This homework is due on October 23, the day we get back from Fall Break. It is slightly longer than usual due to our missed 20 minutes of clas on wednesday.

Reading

Read the pdf-file t-test refresher that has been placed on the resources page of Sakai. Our brief discussion of t-tests will mostly consist of a couple of examples. If you remember t-tests well from STOR 155 or STOR 455, you can skip this reading.

Exercises - Pleaes consider this assignment to be seriously graded

Attempt to do as much of this assignment as you can by next monday with no help from others. Then we will talk about it briefly at the end of class to see how everyone is doing.

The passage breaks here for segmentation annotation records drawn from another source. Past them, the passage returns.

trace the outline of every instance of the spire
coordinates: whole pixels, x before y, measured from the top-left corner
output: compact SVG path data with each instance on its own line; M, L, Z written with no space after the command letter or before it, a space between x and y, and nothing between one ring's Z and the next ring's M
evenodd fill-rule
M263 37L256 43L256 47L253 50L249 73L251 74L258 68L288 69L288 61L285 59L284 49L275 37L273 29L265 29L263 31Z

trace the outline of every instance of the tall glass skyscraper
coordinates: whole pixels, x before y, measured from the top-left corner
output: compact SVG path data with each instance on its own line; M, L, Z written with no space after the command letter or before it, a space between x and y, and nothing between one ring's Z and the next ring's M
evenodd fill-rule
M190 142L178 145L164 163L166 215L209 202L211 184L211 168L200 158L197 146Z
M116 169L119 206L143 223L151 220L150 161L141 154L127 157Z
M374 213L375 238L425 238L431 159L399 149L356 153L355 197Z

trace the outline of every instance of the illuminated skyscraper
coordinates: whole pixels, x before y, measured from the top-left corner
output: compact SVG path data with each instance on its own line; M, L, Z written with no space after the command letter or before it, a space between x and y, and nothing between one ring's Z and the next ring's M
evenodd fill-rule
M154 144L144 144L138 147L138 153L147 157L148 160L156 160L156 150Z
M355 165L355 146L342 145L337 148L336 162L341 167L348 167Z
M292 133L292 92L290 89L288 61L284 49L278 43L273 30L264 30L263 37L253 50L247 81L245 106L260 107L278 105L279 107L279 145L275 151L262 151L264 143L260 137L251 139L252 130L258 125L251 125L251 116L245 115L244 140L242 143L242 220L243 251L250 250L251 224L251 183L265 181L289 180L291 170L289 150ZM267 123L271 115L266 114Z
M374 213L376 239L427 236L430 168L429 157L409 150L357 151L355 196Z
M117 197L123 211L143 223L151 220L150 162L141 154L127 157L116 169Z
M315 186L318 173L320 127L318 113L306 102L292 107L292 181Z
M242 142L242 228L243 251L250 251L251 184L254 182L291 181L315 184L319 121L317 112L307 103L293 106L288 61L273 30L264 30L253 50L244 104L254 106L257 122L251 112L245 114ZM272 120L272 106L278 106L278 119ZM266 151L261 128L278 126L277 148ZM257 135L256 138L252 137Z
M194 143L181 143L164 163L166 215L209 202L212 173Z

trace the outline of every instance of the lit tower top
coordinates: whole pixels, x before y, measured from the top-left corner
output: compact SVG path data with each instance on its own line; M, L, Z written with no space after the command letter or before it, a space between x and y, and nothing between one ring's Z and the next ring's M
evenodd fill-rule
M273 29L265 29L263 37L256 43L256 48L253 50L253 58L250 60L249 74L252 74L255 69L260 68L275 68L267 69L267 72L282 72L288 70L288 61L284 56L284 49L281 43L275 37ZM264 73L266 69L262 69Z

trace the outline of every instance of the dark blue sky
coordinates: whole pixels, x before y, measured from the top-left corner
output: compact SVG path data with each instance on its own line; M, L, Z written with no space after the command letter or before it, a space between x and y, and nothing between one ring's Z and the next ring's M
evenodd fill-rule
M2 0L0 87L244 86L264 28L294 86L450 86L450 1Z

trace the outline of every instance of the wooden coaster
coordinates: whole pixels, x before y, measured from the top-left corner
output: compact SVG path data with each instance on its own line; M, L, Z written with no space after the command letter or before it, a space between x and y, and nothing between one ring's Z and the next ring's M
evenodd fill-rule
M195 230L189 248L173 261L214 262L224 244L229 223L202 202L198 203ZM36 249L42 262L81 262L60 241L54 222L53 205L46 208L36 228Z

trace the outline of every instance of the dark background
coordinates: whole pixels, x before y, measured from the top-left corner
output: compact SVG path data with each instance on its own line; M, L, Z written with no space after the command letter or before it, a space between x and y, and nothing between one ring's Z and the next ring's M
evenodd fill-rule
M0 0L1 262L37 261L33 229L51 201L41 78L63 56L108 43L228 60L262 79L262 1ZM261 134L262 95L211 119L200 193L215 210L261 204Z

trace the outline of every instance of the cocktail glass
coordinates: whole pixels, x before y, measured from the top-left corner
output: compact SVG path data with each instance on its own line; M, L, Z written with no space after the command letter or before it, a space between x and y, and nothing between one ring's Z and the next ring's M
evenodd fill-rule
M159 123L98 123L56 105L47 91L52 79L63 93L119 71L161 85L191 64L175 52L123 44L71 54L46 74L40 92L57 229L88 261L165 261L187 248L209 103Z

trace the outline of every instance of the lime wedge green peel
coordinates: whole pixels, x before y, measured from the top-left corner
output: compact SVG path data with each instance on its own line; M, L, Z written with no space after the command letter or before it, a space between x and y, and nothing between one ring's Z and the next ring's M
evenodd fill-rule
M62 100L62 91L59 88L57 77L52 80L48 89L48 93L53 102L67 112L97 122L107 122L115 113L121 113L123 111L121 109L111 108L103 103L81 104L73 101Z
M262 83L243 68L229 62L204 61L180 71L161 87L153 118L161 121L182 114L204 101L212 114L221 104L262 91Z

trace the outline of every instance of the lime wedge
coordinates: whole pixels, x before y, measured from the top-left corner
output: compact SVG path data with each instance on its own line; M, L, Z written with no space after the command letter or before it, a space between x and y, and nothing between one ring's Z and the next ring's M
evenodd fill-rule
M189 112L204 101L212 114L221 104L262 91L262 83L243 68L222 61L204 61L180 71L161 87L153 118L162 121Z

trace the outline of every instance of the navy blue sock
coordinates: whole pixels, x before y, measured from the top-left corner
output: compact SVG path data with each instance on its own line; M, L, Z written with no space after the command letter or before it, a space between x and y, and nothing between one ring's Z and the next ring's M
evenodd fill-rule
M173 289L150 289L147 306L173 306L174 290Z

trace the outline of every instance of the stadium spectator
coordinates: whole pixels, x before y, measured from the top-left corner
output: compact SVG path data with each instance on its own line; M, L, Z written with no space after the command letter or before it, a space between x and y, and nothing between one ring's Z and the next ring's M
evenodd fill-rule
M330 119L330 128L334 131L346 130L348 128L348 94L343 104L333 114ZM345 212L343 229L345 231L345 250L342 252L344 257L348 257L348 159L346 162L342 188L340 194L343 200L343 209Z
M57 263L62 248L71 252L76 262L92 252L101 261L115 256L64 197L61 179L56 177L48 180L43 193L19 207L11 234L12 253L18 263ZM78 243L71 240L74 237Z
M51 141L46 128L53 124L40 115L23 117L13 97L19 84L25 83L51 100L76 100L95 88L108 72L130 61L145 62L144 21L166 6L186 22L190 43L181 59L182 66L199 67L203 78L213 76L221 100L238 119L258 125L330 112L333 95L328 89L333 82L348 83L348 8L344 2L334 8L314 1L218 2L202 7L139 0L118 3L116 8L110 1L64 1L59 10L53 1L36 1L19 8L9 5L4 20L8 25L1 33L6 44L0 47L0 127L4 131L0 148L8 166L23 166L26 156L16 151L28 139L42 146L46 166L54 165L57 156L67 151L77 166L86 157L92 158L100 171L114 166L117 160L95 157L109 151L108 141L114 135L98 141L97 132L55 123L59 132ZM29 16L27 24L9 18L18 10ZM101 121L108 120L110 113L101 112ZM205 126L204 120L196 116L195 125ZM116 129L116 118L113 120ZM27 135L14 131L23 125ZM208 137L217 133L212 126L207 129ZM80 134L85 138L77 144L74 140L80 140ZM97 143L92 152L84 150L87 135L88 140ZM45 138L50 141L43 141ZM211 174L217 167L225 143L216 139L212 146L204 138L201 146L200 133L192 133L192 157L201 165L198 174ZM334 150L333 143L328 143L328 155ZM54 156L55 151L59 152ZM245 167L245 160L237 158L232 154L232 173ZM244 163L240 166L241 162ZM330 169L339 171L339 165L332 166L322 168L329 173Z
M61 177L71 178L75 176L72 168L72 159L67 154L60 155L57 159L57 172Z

    1. One downside of the least-squares model is that it is sensitive to unusual values because the distance incorporates a squared term. Fit a linear model to the simulated data below, and visualise the results. Rerun a few times to generate different simulated datasets. What do you notice about the model?
sim1a <- tibble(
  x = rep(1:10, each = 3),
  y = x * 2 + 8 + rt(length(x), df = 2)
)
  1. Now use purrr or a for-loop to regenerate sim1a 100 times and make a scatterplot of all of the fitted models. Comment on the wide range of models that results. Why such a large range when the ‘true’ model is y=2x+8+noise?



2. One way to make linear models more robust is to use a different distance measure. For example, instead of root-mean-squared distance, you could use mean-absolute distance:

measure_distance <- function(mod, data) {
  diff <- data$y - make_prediction(mod, data)
  mean(abs(diff))
}
  1. Redo Exercise 1 with this metric for how good a fit our line is (100 regressions on 100 datasets). You will have to use `optim()’ to find the best-fitting model.

  2. What do you notice about the range of models compared to the range in Exercise 1. How do you explain the results?



3. Get the time series data set salaries.csv and put it in your usual working directory.

  1. Load the data set and have a look. It shows an employee’s salary as a function of number of years worked.

  2. Fit a linear model to the data set and look as summary(your_model) to see various summary statistics. All indications are that the model is a pretty good fit, but just to be sure, look at plot(your_model, which = 1:2) to see two important plots you may remember from a past statistics course.

  3. Based on your answer to (B) what evidence do we have that the linear model is not appropriate?

  4. You may be aware that salaries, like most financial data, tend to grow exponentially over time. Use optim() and the sum-of-squares of residuals to fit a model of the form y = a*b^x to these data points. This will basically involve re-doing what we did in class for linear models but changing `model1()’ to be a new model that is exponential. In case it is helpful, here are the regression lecture commands in an R-script.

  5. This model has the same number of parameters as the linear model in Part (B) so both models are equally parsimonious. Were you able to improve on the sum-of-squares fit from Part (B)?

  6. Plot the residuals for the model in Part (D). Which model is superior, the linear model or the exponential model? Explain.